There's this amazing bookstore in Boston that has a great Russian collection. Here are a few things I wouldn't mind as graduation gifts, or as thesis inspiration... Too bad a hopeful professional academic will probably never be able to afford them.
MANDELSHTAM, Osip., Vtoraya kniga (The second book). Moscow-Petersburg: Krug, 1923
Octavo, 85pp. First edition thus, of Mandelstam's magnificent second book, previously published under the title Tristia. The present edition contains an additional 18 poems and is entirely reset, corrected and re-ordered. One of 3,000 copies printed. Very good In a contemporary private binding of gols paper-covered boards, preserving the front wrapper. Scarce.
$US1500
MANDELSHTAM, Osip (1891-1938), Almanach ‘Dom Iskusstv Num. I’ (House of Arts). St. Petersburg: House of Arts, 1921
Octavo, 85pp. First number of the Almanac published by the famous House of Arts -- the organization that supported many Russian writers and artists in the difficult period after the Revolution. Contributors include Mandelshtam, N.Gumilyov, A. Akhmatova, A. Blok, A. Remizov, E. Zamyatin and others.
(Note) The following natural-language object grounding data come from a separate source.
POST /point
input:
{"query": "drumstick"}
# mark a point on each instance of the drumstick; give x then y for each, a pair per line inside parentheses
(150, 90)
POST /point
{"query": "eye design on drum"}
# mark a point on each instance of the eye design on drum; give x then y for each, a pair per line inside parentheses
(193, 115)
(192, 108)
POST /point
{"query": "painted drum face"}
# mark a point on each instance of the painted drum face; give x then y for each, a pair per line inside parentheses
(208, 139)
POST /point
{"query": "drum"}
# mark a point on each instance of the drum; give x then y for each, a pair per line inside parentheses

The cover is illustrated by M. Dobujzhinsky and the volume includes other illustrations by him, S. Chekhonin, B. Kustodiev and others. Among the texts published here for the first time is Zamyatin’s famous and important article, I am Afraid. The present is a particularly important copy, bearing a one-and-a-half page poetic manuscript by Osip Mandelshtam, of the poem, When Psyche, Who is Life, later published in Tristia (1922), and later as number 209 of his collected verse. Mandelshtam submitted three poems for publication here, all dedicated to Olga Arbenian, the muse of the Acmeists. As it eventuated that only two of the poems were actually published, Mandelshtam wrote out the text of the third for a friend on this copy of the almanach. It is well known that Mandelshtam had an aversion to writing down his poems. His wife Nadezhda, whose heroic memory is responsible for the preservation of many of his works, discusses this peculiarity in her extraordinary volumes of autobiography, Hope Against Hope and Hope Abandoned. In toto, there are no more than about two dozen extant poems in the hand of Mandelshtam. This is the only known manuscript of the present poem, written in pencil over the last two pages of the almanach, signed by Mandelshtam at the close. Rear wrapper detached, else a very good copy of of this rare and fragile title.
$US35000
MANDELSHTAM, Osip., Autograph Manuscript of the Poem, Petersburg Stanzas. 1913
Single lined folio sheet removed from a sewn notebook, folded once, written on two rectos. The only known manuscript version of this important early poem by one of the great figures of 20th century verse, first published in the literary miscellany Giberborei (Number 5, Feb, 1913) and later included in the poet's first book, Kamen' (Stone) and then in the Collected Poems in 1928. The present text, which is cited in the standard edition, differs from the printed texts in two locations (first stanza, line one and third stanza, line 3). The manuscript bears the date January 1913 at the close. In her memoirs, Lily Brik specifically mentions this poem as one of the works Mayakovsky knew by heart and often spoke. Some soiling and crinkling, as is meet for such an object. Mandelshtam manuscript is among the rarest in the modern era, only about twenty poems being known to survive in holograph. It is a well-known fact that had it not been for the memory of Mandelshtam's wife Nadezhda, who had memorized them, many of his poems would have been lost.